For 20 years the UK government has talked itself in circles about aviation’s climate problem while emissions kept rising. When a Sustainable Aviation Fuel Mandate was set last year, it looked like a breakthrough. From 2025, fuel suppliers must start blending in cleaner alternatives, with the share growing over time. Just as importantly, ministers drew a line: no burning food crops, only fuels from real wastes, residues or new electrofuels (e-SAFs).
This is one of the climate policies the UK can genuinely be proud of, so no wonder industry is already circling to tear it down. It aligned with public common sense: flying should be greener, but at the same time never compete with food on our plates. While protecting crops like wheat and oats from fuel tanks, it gave investors confidence that the UK was backing genuinely sustainable and advanced fuels. Brussels reached the same conclusion, banning food-based fuels – and promoting eSAFs – for exactly the same reasons.
And the kicker? It was working. In just six months, cleaner fuels hit 1.3 per cent of supply, in some months spiking to nearly 3 per cent. The 2 per cent goal for 2025 will be met without any weakening, just as car makers once claimed electric quotas were impossible, till they smashed through them under the ZEV mandate. The truth is clear: tough rules deliver.
But before the ink was even dry, parts of the aviation industry – led by the likes of British Airways and Boeing – joined forces with the oil lobby, including Shell pushing to weaken the rules by demanding inclusion of food-based biofuels. After 20 years of empty promises, the risk is clear: if the UK government bends now, real progress will be dumped in favour of greenwash in the skies. What stalls change isn’t technology; it is politicians caving in to special interests who are desperate to keep the era of fake fixes alive.
Loud voices in the aviation and fuels sector insist today’s safeguards are too rigid. They warn that sticking to genuine waste oils and residues risks bottlenecks and higher prices. They argue that letting British farmers grow crops for fuel on “marginal” land or as cover rotations would add flexibility, smooth volatility and “diversify feedstocks” until e‑fuels arrive in scale.
We’ve seen this story before. The last time governments fell for the biofuels pitch, food crops were poured into car fuel tanks and global prices skyrocketed. The World Bank and OECD highlighted the contribution of crop-based biofuels. The UN warned of food riots as millions were priced out of bread and cooking oil. Families paid the price once and the danger hasn’t gone away.
Saying, “but these would be British crops” is no defence. Markets don’t reward patriotic intentions. Even with a 19 per cent tariff, almost half the bioethanol burned on UK roads last year was imported from the US undercutting local producers. Now the UK‑US trade deal swings the door wide open to 1.4 billion litres of tariff‑free American ethanol, equal to all the road bioethanol the UK uses. The fuels industry says aviation could be the new home for UK-grown ethanol. But what’s stopping US agribusiness giants from taking over there too? Once crops are made eligible, you don’t control who floods the market. And that also risks imports from countries where biofuels drive deforestation.
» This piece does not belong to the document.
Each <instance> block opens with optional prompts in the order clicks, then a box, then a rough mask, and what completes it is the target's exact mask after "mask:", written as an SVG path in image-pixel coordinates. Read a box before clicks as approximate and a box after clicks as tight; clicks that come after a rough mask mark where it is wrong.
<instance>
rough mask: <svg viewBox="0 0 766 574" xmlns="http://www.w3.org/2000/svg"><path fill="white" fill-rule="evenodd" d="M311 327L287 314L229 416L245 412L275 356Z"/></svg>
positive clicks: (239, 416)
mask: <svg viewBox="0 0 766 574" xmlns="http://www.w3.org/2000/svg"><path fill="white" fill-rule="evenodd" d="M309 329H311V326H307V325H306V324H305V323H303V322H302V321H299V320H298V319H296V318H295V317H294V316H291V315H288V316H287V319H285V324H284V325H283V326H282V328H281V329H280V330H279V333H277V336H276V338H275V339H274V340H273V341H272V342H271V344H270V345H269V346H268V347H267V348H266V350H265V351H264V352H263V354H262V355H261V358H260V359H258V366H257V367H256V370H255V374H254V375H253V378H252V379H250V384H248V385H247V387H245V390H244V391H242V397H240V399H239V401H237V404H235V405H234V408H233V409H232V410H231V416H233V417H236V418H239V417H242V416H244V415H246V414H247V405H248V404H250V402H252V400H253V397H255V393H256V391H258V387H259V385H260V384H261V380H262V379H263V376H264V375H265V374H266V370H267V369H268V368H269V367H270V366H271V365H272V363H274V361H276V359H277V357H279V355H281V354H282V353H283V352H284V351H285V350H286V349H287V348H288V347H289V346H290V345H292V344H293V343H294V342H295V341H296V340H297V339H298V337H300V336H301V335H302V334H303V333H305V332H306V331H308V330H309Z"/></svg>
This isn’t just an environmental risk – it’s an industrial one. The UK has a real chance to lead in advanced aviation fuels, especially electrofuels made from renewable power and captured CO2. Projects including those already planned in Teesside and Aberdeenshire, backed by tens of millions in government funding, could anchor hundreds of skilled jobs and boost energy security in an age of volatile geopolitics.
But all of that rests on one thing: policy certainty. Increasingly, net zero is being twisted into a weapon used by parts of industry not to drive ambition but to roll it back. The moment ministers water down the rules to make room for crop fuels, the signal to innovators is clear: don’t waste your time competing with the cheapest, dirtiest option.
This isn’t just about perception, it cuts straight to government credibility on new industries. Britain claims it wants to lead in clean technologies, pulling in global investment, creating green growth and future‑proof jobs.
If the UK blinks first and defaults to the cheapest option of burning food, it will send a simple message to investors: we’re not serious. A country that can’t defend its own cornerstone industrial policy – the SAF mandate – won’t lead the energy revolution; it will watch others seize the prize.
And while ministers preach leadership, they’re quietly signing off the biggest wave of airport expansion in decades: Gatwick’s second runway, Luton’s capacity boost, and Heathrow’s long‑debated third runway. By the 2040s, aviation is set to be the UK’s single biggest source of climate pollution. Expanding airports with one hand while weakening aviation policy with the other isn’t leadership; it’s sabotage dressed up as growth.
If ministers want Britain to lead aviation’s future, the choice couldn’t be clearer. With a Sustainable Aviation Fuel Bill out for consultation, now is the moment to hold the line. Why shy away from a new industrial revolution when this country has the talent and the technology to lead it? Ministers must resist pressure to dilute ambition by including outdated biofuels and instead back cutting‑ edge e‑SAF. If we want national pride, let’s earn it through being bold, energetic, and leading the way to a stronger, more prosperous future.